52.6.9 Gamma Curve (GAM) Module

The GAM module samples the cc_data[35:0] bus when cc_valid is asserted, and generates gam_data[29:0] 30-bit width data along with the validity signal gam_valid. Imaging devices have non-linear characteristics, but the transfer function is approximated by a power function. The intensity of each of the linear RGB components is transformed to a non-linear signal through the use of the gamma correction submodule. The power function is linearly interpolated using 64 breakpoints. This also performs a 12-bit to 10-bit compression. The polynomial for the linear interpolation between breakpoints is i and i +1. Consequently, for each breakpoint, two values are required: constant and slope. The table values are programmable through the user interface when the gamma correction module is disabled (ISC_GAM_CTRL.ENABLE is cleared). ISC_GAM_RENTRY is used for Red gamma correction. ISC_GAM_GENTRY is used for Green gamma correction. ISC_GAM_BENTRY is used for Blue gamma correction. Each table entry is composed of a 10-bit (signed) slope and a 10-bit constant.

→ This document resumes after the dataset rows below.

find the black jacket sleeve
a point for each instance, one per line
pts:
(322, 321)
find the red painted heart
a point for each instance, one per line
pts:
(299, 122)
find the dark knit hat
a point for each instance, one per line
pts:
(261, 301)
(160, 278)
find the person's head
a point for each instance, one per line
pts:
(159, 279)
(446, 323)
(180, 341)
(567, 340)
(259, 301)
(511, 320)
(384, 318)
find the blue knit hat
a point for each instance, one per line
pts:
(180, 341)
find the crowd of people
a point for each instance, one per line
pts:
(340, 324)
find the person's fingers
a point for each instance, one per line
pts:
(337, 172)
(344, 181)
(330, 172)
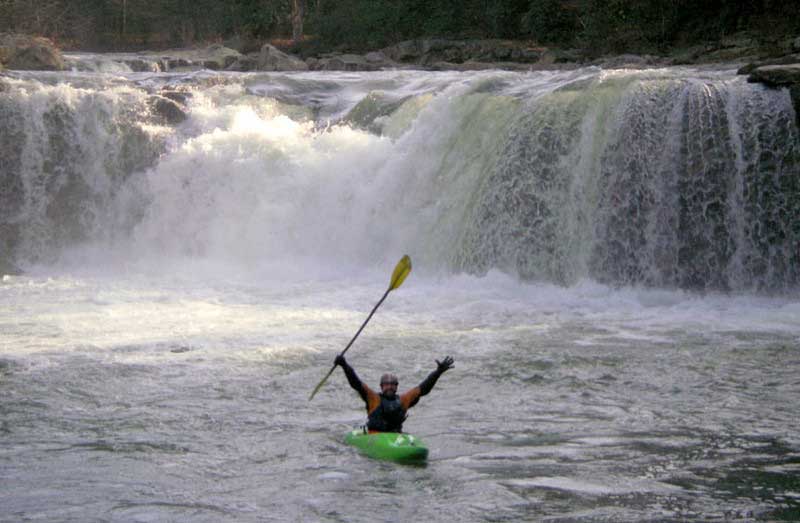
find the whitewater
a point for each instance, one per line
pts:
(611, 258)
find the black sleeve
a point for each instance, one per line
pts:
(354, 380)
(427, 385)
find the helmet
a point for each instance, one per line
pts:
(389, 378)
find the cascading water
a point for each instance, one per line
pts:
(195, 249)
(663, 178)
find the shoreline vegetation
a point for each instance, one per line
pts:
(760, 37)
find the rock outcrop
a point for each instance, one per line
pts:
(271, 59)
(29, 53)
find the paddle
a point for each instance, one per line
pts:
(400, 272)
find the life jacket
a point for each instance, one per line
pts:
(388, 416)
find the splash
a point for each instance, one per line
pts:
(666, 178)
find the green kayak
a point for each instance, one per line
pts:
(392, 446)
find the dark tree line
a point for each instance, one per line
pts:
(604, 25)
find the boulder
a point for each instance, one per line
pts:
(784, 60)
(271, 59)
(348, 62)
(776, 75)
(626, 61)
(244, 63)
(22, 52)
(167, 110)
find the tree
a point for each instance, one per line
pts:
(298, 13)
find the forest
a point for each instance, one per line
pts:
(309, 26)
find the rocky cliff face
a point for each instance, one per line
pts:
(30, 53)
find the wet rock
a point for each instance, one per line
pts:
(271, 59)
(244, 63)
(437, 51)
(167, 110)
(776, 75)
(783, 60)
(177, 96)
(626, 61)
(29, 53)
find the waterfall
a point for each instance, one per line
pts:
(670, 178)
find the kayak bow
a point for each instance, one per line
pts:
(392, 446)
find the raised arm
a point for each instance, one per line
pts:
(352, 377)
(441, 367)
(410, 398)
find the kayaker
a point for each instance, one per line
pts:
(387, 411)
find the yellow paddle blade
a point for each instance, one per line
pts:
(400, 272)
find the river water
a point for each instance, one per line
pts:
(186, 286)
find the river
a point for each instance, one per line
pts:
(626, 339)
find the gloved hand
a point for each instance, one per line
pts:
(445, 364)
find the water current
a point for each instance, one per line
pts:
(626, 339)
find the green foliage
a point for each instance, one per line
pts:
(551, 21)
(597, 25)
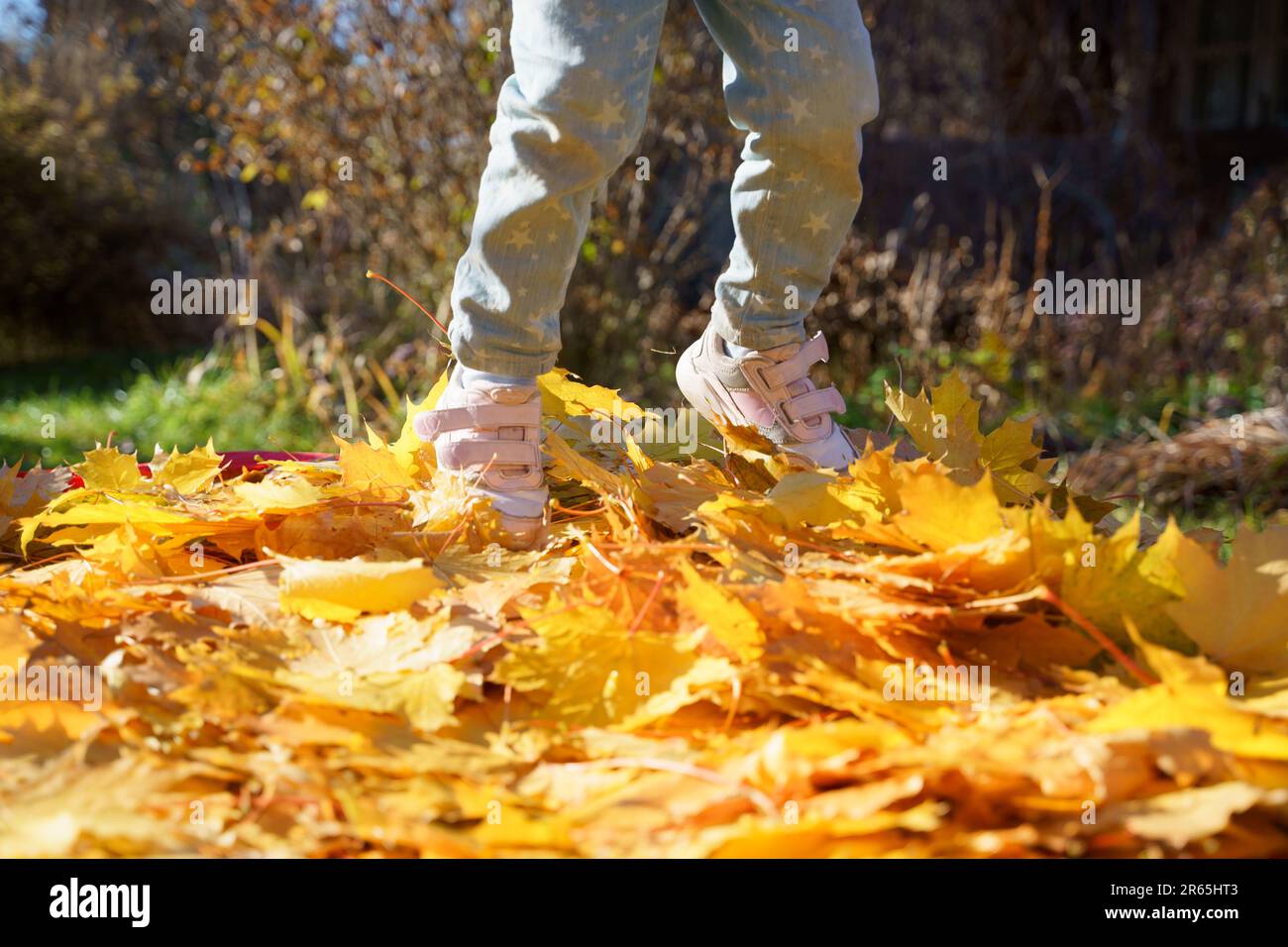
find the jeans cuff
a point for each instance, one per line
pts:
(758, 331)
(502, 364)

Figure 52-23. GAM Block Diagram
ISC_GAM_CTRL.ENABLE ISC_GAM_CTRL.XLUT GAM_DATA Slice Value
0 0 gam_data[29:0] cc_data[29:0]
1 0 gam_data[29:20] cc_data[35:26]
gam_data[19:10] cc_data[23:14]
gam_data[9:0] cc_data[11:2]
1 1 gam_data[29:20] R=piecewise_itpol(cc_data_r[35:24])
gam_data[19:10] G=piecewise_itpol(cc_data_r[23:12])

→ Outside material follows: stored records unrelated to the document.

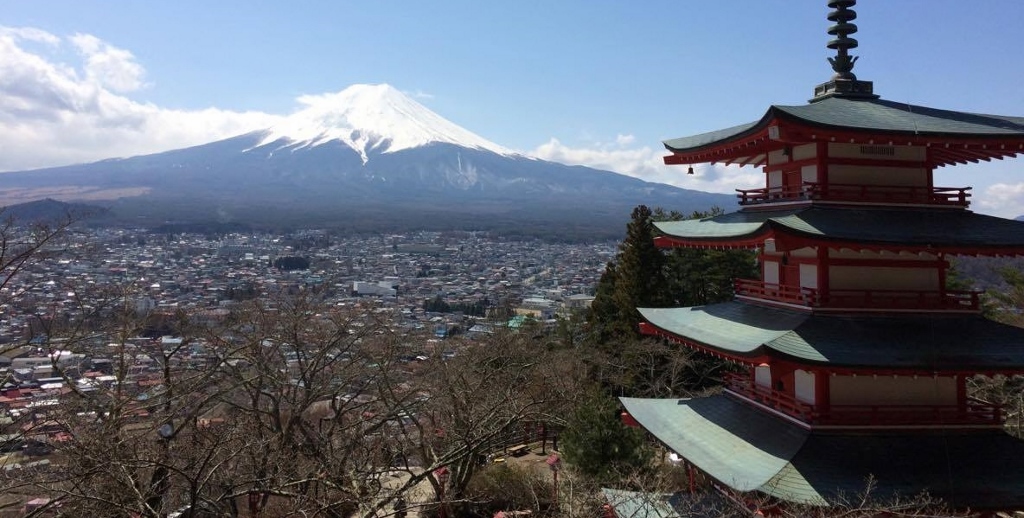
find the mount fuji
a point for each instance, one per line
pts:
(368, 158)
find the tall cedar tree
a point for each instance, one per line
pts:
(636, 279)
(644, 276)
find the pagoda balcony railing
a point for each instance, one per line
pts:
(744, 386)
(902, 299)
(974, 412)
(853, 299)
(951, 197)
(778, 293)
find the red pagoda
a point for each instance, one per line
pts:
(857, 355)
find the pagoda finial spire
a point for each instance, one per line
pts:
(843, 82)
(842, 14)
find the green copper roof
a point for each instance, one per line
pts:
(871, 116)
(749, 449)
(736, 446)
(941, 343)
(921, 227)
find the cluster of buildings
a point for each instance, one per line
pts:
(159, 274)
(855, 352)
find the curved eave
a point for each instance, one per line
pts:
(920, 344)
(745, 242)
(753, 357)
(876, 229)
(950, 136)
(748, 449)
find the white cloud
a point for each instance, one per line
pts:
(647, 164)
(54, 113)
(108, 66)
(418, 94)
(1006, 200)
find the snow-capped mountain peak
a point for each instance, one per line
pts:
(371, 118)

gam_data[9:0] B=piecewise_itpol(cc_data_r[11:0])
Figure 52-24. Piecewise Linear Interpolation Block Diagram

The interpolation consists of three tables that store the function values GAM_XENTRY[0:63] where X stands for R, G and B. The input of the table has six bits. It outputs a slope and a constant. The slope is later multiplied by the data lsb (6-bit) and added to a constant. The final value is the gamma-corrected value of the input. This module performs a 12-to-10 compression.